Philippines: manifestation autour de projets anti-inondations "fantômes"
Des milliers de Philippins manifestent dimanche à Manille pour exprimer leur colère face à un scandale de corruption autour d'infrastructures anti-inondations "fantômes", qui auraient coûté des milliards de pesos aux contribuables.
Près de 50.000 personnes se sont réunies dimanche matin dans le parc Luneta de la capitale Manille, selon des estimations municipales. Ils devraient être davantage en fin de journée.
"C'est très rare que je prenne part à des manifestations", a déclaré à l'AFP Mitzi Bajet, un designer de 30 ans qui a voulu dire : "ça suffit maintenant !".
Les projets anti-inondations sont au coeur du plus grand scandale de corruption que les Philippines aient connu depuis des décennies, qui a déjà précipité la chute du président du Sénat et de Martin Romualdez, président de la chambre basse et cousin du chef d'Etat.
La polémique a fait la Une des journaux, et la question était au centre du discours sur l'état de la nation du président Ferdinand Marcos en juillet, après plusieurs semaines d'inondations meurtrières dans l'archipel.
"S'il y a un budget pour des projets fantômes, alors pourquoi n'y a-t-il pas de budget pour le secteur de la santé ?", s'interroge Aly Villahermosa, une étudiante infirmière de 23 ans qui qualifie le détournement de fonds publics de "véritablement honteux".
Teddy Casino, président de Bagong Alyansang Makabayan, une alliance d'organisations de gauche, demande le remboursement des fonds et de la prison pour les responsables.
"Les gens descendent dans la rue et expriment leur indignation dans l'espoir de faire pression sur le gouvernement pour qu'il fasse réellement son travail," explique-t-il.
Une foule encore plus importante était attendue plus tard dans la journée sur une avenue emblématique des manifestations de masse qui avaient chassé Ferdinand Marcos, père du président actuel, en 1986.
- Paiements en espèce -
Mais des journalistes de l'AFP ont vu des groupes de jeunes jeter des pierres et des bouteilles à des policiers et incendier les pneus d'un camion près d'un pont conduisant au palais présidentiel.
La police a procédé à 17 arrestations, ont annoncé les autorités.

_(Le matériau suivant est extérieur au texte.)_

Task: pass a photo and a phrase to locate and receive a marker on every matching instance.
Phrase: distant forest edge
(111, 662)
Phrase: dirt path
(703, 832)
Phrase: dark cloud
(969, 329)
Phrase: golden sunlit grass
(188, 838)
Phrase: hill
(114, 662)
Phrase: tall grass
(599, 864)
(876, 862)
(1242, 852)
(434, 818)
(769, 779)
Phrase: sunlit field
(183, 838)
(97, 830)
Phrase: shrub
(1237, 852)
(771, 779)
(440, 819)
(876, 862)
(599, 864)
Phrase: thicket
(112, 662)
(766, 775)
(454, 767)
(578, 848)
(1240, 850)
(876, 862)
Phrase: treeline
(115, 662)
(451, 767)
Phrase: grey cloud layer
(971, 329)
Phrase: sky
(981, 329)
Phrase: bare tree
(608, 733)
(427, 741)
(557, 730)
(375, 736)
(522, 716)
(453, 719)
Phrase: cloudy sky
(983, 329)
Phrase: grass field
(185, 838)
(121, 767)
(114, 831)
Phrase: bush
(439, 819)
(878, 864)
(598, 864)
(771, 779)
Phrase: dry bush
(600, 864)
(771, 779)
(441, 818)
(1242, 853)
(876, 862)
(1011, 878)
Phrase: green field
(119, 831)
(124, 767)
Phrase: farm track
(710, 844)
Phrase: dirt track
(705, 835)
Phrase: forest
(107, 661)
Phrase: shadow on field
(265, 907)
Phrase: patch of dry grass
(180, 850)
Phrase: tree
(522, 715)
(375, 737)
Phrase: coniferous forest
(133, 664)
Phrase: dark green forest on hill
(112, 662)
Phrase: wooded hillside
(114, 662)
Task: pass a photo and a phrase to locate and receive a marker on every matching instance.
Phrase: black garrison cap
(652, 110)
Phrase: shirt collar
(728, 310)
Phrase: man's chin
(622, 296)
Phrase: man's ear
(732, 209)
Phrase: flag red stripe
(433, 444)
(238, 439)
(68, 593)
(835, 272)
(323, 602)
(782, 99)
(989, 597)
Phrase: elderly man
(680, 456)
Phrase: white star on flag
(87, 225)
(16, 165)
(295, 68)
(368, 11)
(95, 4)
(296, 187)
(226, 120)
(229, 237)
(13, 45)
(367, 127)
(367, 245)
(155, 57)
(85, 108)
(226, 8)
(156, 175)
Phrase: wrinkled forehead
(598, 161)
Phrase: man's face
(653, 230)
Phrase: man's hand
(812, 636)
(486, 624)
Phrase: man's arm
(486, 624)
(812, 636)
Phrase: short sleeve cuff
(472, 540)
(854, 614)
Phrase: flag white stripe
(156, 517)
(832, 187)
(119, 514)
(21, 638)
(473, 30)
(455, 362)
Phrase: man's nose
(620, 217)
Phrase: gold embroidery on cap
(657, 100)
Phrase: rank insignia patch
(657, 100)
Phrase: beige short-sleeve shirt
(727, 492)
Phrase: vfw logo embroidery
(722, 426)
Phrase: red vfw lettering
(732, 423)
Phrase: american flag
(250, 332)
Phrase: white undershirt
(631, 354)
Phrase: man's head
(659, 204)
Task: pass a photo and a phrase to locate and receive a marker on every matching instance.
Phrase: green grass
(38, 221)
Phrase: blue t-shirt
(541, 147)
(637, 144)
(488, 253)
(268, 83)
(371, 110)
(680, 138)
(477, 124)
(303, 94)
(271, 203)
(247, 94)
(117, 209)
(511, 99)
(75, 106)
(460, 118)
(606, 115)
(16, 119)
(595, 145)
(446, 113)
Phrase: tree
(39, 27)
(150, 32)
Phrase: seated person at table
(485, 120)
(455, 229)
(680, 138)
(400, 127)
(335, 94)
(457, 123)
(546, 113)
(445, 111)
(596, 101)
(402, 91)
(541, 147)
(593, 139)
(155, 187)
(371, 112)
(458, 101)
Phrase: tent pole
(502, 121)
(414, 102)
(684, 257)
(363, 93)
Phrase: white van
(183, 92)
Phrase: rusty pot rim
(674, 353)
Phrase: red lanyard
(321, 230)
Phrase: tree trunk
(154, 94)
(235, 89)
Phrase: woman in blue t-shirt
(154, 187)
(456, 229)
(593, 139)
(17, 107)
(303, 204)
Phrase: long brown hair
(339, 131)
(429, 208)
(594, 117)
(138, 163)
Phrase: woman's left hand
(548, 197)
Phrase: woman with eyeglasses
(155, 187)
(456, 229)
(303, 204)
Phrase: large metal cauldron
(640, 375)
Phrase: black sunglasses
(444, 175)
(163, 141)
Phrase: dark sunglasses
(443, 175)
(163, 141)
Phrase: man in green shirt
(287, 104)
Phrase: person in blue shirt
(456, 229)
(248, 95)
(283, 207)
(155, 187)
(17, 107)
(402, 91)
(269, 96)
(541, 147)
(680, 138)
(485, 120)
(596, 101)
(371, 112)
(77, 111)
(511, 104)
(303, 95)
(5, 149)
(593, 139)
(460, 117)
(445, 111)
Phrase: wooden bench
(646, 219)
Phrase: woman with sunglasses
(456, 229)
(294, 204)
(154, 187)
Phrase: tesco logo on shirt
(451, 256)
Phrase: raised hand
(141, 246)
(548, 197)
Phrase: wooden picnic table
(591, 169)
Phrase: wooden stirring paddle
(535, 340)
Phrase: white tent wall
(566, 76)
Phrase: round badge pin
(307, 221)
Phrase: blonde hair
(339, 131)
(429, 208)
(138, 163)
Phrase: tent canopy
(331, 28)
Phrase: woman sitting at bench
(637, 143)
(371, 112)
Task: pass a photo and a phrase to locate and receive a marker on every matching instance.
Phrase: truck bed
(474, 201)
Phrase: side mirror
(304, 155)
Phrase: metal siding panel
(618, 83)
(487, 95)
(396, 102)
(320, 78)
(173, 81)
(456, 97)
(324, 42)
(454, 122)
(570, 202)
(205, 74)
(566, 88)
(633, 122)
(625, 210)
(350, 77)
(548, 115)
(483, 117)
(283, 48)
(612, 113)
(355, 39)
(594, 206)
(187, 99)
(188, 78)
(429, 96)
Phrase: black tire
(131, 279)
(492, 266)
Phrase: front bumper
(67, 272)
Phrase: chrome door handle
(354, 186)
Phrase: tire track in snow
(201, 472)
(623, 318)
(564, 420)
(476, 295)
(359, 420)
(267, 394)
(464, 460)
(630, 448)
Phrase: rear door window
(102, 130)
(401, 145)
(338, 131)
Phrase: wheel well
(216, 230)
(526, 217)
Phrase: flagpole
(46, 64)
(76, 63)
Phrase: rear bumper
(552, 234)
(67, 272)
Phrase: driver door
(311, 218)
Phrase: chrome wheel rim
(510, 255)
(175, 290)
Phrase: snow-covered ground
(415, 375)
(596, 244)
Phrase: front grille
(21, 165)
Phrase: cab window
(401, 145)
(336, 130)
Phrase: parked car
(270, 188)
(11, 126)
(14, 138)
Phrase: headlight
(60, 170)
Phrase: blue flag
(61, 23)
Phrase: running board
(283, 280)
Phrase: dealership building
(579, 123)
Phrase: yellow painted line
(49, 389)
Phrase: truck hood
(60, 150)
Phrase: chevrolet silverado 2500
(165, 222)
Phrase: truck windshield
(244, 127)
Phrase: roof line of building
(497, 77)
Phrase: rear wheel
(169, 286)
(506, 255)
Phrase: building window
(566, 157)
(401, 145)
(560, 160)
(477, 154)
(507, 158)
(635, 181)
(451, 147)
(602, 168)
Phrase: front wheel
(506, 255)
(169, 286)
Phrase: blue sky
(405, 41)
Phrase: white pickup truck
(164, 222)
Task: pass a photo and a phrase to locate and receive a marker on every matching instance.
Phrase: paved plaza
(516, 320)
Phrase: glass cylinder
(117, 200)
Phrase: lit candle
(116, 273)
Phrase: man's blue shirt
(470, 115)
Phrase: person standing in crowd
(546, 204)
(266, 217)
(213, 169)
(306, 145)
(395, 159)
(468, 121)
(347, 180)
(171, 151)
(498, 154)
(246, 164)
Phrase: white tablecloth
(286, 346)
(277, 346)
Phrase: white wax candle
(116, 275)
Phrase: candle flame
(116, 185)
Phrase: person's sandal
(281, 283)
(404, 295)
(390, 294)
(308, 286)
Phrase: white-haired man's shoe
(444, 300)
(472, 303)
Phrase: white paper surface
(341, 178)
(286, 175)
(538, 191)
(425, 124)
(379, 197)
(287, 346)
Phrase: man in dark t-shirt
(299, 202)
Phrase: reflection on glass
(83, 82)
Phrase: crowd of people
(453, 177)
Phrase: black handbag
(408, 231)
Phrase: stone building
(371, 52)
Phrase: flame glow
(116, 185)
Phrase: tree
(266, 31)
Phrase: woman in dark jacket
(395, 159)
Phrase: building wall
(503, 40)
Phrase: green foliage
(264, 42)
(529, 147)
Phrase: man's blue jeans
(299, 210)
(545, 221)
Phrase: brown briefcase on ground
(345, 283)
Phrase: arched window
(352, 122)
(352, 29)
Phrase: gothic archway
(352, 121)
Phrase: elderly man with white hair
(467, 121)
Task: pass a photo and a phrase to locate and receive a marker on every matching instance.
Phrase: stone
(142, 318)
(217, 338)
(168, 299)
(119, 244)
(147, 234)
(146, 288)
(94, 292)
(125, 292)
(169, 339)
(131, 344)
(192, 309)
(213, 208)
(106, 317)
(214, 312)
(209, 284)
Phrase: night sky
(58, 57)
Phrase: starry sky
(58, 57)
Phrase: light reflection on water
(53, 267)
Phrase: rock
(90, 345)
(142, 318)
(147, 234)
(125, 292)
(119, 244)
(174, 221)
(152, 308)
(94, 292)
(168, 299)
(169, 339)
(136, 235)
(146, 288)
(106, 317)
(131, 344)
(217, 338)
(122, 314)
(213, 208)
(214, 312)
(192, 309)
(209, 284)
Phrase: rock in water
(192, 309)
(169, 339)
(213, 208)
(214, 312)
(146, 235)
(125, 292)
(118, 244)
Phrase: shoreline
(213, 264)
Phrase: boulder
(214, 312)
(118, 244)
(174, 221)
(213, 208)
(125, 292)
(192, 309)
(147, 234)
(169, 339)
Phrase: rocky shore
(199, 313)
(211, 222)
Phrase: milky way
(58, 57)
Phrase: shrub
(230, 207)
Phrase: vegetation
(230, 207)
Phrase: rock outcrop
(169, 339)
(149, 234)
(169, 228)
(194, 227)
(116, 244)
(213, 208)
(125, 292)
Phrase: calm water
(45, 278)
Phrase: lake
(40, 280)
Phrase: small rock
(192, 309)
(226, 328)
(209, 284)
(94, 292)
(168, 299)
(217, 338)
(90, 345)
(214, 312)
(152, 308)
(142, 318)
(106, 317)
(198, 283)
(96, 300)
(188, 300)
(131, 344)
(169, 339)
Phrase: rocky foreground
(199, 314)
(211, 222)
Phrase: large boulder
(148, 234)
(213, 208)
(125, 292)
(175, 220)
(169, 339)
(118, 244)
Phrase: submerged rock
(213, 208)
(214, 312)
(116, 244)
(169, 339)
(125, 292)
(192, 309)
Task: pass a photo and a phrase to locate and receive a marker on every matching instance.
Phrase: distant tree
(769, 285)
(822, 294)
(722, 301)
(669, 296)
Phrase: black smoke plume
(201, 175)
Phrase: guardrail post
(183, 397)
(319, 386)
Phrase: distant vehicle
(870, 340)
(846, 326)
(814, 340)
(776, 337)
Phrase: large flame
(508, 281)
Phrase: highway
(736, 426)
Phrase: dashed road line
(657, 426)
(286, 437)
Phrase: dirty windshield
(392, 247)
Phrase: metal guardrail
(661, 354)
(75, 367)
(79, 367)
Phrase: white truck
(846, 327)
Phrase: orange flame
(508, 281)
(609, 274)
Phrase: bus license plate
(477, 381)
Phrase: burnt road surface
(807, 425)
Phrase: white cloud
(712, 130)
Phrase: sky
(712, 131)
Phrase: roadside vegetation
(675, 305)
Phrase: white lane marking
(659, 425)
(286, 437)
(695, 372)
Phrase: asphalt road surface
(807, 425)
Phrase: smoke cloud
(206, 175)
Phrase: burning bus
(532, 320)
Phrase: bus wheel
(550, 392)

Puis à peine une heure plus tard d'autres affrontements ont eu lieu lorsque la police a utilisé des canons à eau contre des manifestants masqués. Des policiers ont ramassé des pierres pour les lancer sur des manifestants, a constaté un journaliste de l'AFP.
On ignorait à ce stade si les protestataires impliqués dans ces affrontements avec les forces de l'ordre faisaient partie des manifestants anticorruption.
Plus tôt ce mois-ci, les propriétaires d'une entreprise de construction ont accusé près de 30 parlementaires et des responsables du Département des Travaux publics et des autoroutes (DPWH) de recevoir des paiements en espèces.
Le préjudice financier s'élèverait à 118,5 milliards de pesos (1,75 milliard d'euros) entre 2023 et 2025, selon le ministère philippin des Finances. Greenpeace a suggéré un chiffre bien plus élevé, proche des 15,3 milliards d'euros.
Pour Elizabeth Abanilla, une octogénaire rencontrée par l'AFP lors d'une récente visite à Bulacan, une province au nord de Manille touchée par les crues, aussi bien les hommes politiques que les chefs d'entreprises sont coupables.
"Ils n'auraient pas dû remettre (l'argent) avant que le travail soit terminé", estime-t-elle.